The presence of many international law firms in the UAE has introduced the practice of pro bono and although it is not widespread, local firms and legal services are taking notice. Much of the demand comes from foreign workers, and this is addressed in part by the Dubai International Finance Centre Academy of Law’s pro bono program, in which 100 practitioners from 43 registered local law firms participate.

Glicher said there is a great enthusiasm for pro bono in MENA, but it is not without challenges. “While most international firms have robust pro bono infrastructure, foreign qualified lawyers often find it difficult to support domestic pro bono matters, which typically require local legal advice. Domestic and regional firms, meanwhile, have also taken the initiative to develop standalone pro bono practices – firms like Saed Karajah & Partners in Jordan are a case in point.”

Helping refugees
One of the key focus areas for pro bono efforts in 2016 was immigration, refugees and asylum, with over 41% of respondent firms indicating they worked on these projects this year, compared to 28% last year and 24% the year before.

“We are seeing a worrying increase in the number of migrants illegally detained, including unaccompanied children,” said Villa. “Lawyers are stepping up to provide life-changing support, and this is undoubtedly a beautiful story of solidarity in action.”

Glicher added that law firms are responding to the challenges faced by refugees with great success. “Pro bono lawyers have provided vital support in destination countries for migration such as Greece – from advising asylum seekers on the ground, to supporting advocacy efforts for more robust laws and policies that protect refugees. However, the root causes of migration, including economic distress and human rights abuses in origin countries across the Middle East and North Africa, call for an equally robust legal response and this is where TrustLaw’s network of lawyers will continue to play an instrumental role.”

Tools of engagement
Responses to the Index came from over 130 law firms large and small, some that are new to the space and others that have been offering a pro bono service for many years. Perhaps surprisingly, lawyers at small firms performed an average of 41.7 hours of pro bono over the past 12 months, while those at large firms performed an average of 35.1 hours. Medium-size firms performed 27.7 hours.

To encourage more lawyers to participate in pro bono, some firms are factoring it into appraisals and compensation, and introducing targets. It is worth noting that mandatory and aspirational targets brought significantly different results; firms with mandatory targets recorded an average of 65.5 pro bono hours compared to 31.7 hours where the target was aspirational.

In conclusion
The main objective of the TrustLaw Index of Pro Bono was to provide vital information to firms to help them create successful pro bono programs and to present benchmarking data from a wide breadth of jurisdictions to offer lawyers a better understanding of the global pro bono space. Now that information is out there, it is up to all firms – including those in the Middle East and North Africa – to get the greatest impact from their pro bono work. 

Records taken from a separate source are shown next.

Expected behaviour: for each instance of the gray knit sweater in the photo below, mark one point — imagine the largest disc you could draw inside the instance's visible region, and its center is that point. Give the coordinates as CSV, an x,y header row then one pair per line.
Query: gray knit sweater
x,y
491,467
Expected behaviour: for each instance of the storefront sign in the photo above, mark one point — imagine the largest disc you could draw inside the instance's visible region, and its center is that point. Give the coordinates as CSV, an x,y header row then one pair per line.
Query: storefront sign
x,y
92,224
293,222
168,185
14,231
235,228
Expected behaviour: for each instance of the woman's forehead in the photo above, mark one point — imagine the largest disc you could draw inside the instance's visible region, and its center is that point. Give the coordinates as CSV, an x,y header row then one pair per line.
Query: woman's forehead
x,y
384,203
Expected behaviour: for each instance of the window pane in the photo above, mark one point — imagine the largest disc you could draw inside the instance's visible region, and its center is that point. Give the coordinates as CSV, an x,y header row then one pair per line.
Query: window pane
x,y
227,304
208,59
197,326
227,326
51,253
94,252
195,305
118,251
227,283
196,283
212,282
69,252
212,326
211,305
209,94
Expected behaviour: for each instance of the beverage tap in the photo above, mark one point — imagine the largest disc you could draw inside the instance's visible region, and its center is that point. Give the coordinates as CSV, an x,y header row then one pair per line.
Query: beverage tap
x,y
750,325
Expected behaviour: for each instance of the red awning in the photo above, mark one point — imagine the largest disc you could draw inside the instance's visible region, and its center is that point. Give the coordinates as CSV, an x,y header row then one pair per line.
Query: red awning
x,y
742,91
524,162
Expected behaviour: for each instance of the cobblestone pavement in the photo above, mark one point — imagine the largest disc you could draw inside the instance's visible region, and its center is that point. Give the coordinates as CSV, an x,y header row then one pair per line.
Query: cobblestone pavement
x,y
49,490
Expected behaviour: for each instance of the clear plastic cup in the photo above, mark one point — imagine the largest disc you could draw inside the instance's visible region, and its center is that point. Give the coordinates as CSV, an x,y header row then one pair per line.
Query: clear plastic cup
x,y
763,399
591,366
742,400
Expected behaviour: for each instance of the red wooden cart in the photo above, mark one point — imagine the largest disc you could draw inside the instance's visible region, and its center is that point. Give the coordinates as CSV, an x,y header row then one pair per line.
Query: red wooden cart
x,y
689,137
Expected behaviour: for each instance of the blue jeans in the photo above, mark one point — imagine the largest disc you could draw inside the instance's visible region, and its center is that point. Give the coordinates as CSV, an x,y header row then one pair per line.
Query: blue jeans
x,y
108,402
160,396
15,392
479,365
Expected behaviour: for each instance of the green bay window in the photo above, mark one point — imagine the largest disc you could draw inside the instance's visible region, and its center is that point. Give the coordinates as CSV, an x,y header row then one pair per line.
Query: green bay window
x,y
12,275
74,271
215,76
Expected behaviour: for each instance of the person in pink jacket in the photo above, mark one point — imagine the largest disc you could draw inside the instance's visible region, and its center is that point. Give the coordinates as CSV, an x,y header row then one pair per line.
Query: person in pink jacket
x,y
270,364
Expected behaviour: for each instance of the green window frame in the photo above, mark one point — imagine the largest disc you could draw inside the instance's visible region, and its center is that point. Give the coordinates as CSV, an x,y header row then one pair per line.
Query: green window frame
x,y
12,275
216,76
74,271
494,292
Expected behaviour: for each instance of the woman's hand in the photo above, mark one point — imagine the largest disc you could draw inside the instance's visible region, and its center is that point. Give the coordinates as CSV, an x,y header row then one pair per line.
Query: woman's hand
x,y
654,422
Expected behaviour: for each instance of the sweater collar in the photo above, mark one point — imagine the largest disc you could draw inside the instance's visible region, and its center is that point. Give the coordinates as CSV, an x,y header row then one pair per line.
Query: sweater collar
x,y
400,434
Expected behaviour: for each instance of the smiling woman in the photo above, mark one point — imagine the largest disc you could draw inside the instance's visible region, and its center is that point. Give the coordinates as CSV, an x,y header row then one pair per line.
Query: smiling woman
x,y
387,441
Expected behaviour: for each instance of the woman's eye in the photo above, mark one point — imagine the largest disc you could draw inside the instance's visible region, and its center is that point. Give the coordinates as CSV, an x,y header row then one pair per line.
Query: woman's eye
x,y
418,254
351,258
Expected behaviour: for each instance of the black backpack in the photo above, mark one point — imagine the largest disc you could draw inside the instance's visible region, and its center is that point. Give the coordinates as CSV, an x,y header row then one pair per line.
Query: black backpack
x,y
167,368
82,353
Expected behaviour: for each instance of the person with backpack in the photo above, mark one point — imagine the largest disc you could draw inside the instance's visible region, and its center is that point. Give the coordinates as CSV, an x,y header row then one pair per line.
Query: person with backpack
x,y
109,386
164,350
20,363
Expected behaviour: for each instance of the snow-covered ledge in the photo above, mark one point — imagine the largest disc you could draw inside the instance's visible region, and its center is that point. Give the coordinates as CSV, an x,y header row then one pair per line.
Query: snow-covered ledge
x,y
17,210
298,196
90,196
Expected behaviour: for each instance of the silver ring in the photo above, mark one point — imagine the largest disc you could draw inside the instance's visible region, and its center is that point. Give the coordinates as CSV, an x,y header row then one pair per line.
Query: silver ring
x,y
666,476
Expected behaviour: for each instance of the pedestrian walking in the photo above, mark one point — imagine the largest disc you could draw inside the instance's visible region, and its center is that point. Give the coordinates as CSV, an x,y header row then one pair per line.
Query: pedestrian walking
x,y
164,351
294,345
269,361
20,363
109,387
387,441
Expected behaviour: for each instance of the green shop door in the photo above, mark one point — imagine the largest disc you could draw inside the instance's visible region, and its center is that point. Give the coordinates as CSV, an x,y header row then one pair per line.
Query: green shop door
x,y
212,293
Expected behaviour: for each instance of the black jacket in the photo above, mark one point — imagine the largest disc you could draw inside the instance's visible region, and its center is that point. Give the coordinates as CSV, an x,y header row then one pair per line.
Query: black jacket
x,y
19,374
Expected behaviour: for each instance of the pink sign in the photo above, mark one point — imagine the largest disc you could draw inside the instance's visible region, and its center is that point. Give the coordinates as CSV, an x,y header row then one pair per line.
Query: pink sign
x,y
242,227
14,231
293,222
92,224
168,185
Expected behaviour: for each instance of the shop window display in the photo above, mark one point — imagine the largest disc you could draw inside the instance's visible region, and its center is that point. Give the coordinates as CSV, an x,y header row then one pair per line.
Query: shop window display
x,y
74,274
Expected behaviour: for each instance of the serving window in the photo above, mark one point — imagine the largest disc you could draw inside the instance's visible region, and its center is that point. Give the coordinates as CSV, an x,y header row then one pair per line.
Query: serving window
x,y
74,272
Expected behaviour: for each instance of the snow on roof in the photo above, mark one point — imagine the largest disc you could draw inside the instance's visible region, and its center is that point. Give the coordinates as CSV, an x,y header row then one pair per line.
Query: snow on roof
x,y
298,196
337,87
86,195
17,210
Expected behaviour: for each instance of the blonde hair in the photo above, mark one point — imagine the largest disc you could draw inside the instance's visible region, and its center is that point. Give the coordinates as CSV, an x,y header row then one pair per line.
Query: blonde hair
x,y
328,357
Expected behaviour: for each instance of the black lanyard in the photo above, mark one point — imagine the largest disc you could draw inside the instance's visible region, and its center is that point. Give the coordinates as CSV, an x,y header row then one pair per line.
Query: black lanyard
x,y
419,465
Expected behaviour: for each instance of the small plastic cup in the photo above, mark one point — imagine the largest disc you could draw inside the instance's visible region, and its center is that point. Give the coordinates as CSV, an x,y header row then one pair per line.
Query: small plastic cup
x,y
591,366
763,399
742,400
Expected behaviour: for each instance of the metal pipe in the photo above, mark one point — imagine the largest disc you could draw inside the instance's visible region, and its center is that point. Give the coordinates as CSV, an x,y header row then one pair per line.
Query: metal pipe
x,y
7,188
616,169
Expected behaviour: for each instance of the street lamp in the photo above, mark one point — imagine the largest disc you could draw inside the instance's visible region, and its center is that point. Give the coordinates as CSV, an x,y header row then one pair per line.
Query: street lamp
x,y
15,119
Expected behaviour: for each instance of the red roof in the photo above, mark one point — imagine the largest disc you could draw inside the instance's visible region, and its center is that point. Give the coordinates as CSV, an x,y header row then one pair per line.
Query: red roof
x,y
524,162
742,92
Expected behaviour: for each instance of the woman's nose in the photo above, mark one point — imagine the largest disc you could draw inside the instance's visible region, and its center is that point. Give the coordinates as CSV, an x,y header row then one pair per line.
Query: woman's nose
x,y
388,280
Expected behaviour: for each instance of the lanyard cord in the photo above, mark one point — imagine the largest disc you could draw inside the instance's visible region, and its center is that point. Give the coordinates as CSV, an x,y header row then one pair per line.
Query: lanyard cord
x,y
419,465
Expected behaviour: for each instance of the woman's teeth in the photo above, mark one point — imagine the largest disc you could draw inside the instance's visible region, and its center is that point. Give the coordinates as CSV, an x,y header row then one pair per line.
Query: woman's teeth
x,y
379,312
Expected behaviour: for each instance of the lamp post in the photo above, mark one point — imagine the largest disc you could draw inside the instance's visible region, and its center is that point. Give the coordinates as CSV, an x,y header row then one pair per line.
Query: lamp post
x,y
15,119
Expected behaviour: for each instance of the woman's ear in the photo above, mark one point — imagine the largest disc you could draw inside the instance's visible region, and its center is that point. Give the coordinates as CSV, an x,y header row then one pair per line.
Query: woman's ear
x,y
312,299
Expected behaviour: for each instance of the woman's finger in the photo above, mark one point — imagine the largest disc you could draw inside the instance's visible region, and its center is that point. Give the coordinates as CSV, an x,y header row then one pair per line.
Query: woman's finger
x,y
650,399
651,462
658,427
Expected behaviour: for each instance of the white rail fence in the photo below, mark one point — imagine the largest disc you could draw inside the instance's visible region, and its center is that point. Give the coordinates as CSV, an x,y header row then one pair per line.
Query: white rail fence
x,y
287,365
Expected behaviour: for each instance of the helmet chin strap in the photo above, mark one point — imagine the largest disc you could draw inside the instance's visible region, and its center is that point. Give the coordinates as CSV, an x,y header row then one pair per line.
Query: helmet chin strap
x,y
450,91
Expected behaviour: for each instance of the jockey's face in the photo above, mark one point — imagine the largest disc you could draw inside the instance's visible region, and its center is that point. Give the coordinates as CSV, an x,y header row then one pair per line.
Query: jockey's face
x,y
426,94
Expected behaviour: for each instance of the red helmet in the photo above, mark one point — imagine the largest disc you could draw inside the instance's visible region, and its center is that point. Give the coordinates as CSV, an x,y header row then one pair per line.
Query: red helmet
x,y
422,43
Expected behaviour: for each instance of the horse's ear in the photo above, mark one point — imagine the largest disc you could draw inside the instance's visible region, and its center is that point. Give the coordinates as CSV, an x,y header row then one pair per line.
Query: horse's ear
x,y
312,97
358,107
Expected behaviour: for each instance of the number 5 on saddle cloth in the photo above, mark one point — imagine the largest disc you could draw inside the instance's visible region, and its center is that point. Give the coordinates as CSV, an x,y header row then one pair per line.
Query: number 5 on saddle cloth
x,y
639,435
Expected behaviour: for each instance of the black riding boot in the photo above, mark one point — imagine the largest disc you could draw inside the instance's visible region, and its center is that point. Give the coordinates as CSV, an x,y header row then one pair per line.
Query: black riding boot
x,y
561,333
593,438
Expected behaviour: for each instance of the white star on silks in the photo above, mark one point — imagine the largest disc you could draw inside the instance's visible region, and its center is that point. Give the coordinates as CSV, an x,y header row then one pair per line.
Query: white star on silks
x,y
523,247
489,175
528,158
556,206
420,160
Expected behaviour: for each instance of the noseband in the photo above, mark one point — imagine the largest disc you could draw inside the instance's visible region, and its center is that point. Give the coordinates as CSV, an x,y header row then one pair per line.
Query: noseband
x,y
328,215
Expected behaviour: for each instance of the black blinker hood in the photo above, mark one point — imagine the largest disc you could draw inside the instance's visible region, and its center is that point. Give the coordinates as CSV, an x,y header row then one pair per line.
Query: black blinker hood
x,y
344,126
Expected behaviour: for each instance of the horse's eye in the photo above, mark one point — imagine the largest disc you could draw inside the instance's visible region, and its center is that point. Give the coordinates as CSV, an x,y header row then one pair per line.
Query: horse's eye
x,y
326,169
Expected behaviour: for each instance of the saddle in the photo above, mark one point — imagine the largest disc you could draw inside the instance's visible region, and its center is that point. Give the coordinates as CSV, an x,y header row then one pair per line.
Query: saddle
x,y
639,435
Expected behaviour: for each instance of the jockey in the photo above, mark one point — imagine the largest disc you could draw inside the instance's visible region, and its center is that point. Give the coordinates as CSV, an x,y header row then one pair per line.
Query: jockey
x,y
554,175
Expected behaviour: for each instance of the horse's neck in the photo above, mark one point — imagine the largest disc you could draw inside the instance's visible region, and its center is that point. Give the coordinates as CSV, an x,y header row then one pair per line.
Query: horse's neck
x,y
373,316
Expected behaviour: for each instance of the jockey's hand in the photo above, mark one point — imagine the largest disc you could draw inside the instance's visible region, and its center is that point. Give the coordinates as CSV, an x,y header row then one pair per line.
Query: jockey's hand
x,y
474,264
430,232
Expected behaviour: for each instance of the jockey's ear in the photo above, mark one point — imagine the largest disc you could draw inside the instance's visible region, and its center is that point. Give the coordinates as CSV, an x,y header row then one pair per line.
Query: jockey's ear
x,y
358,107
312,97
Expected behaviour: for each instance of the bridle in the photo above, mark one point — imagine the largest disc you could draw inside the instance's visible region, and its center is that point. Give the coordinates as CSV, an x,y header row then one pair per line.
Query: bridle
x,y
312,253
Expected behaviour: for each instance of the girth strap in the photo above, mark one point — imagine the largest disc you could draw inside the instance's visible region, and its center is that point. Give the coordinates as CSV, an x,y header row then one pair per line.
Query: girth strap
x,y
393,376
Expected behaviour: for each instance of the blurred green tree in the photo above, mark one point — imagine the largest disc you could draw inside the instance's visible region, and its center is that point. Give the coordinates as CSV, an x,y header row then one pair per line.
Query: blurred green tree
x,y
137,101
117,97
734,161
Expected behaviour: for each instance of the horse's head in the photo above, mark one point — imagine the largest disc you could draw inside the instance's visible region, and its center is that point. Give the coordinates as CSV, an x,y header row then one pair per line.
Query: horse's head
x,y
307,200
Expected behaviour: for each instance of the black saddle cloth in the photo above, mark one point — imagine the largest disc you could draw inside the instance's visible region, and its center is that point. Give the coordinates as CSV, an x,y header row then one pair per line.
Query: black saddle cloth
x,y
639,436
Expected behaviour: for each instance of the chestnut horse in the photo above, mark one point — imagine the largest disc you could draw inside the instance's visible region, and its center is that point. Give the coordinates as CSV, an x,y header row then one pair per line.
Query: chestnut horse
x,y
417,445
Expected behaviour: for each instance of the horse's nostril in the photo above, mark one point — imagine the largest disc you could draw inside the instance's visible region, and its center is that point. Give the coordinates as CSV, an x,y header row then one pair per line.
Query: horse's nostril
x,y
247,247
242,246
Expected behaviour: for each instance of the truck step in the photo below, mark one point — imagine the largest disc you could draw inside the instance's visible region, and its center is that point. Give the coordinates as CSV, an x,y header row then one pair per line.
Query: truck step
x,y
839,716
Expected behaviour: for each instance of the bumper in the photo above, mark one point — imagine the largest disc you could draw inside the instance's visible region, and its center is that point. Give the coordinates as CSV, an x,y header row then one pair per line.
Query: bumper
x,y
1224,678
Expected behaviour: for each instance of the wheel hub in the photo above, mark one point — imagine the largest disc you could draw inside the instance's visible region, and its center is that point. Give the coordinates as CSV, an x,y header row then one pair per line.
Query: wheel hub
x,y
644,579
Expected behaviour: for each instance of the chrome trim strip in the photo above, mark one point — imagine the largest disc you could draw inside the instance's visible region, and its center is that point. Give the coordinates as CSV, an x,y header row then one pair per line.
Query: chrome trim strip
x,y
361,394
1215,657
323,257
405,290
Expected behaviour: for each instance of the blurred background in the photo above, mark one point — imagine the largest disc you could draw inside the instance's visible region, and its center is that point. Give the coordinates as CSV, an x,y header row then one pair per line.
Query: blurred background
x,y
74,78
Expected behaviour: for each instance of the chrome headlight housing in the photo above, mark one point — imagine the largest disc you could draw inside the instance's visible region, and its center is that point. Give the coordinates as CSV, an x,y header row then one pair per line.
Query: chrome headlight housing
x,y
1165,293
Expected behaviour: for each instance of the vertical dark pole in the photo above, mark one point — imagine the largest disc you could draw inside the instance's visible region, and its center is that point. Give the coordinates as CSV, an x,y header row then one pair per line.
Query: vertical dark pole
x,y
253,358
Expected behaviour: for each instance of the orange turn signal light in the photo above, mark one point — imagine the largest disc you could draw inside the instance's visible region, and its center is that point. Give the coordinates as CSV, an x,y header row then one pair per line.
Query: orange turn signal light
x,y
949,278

The Index of Pro Bono is an adjunct to the Thomson Reuters Foundation’s TrustLaw service – a global initiative that facilitates pro bono legal support for social enterprises and non-profits in some 170 countries around the world. Through TrustLaw, the Foundation works with 600 firms around the world, including both international and domestic firms with offices throughout the Middle East and North Africa.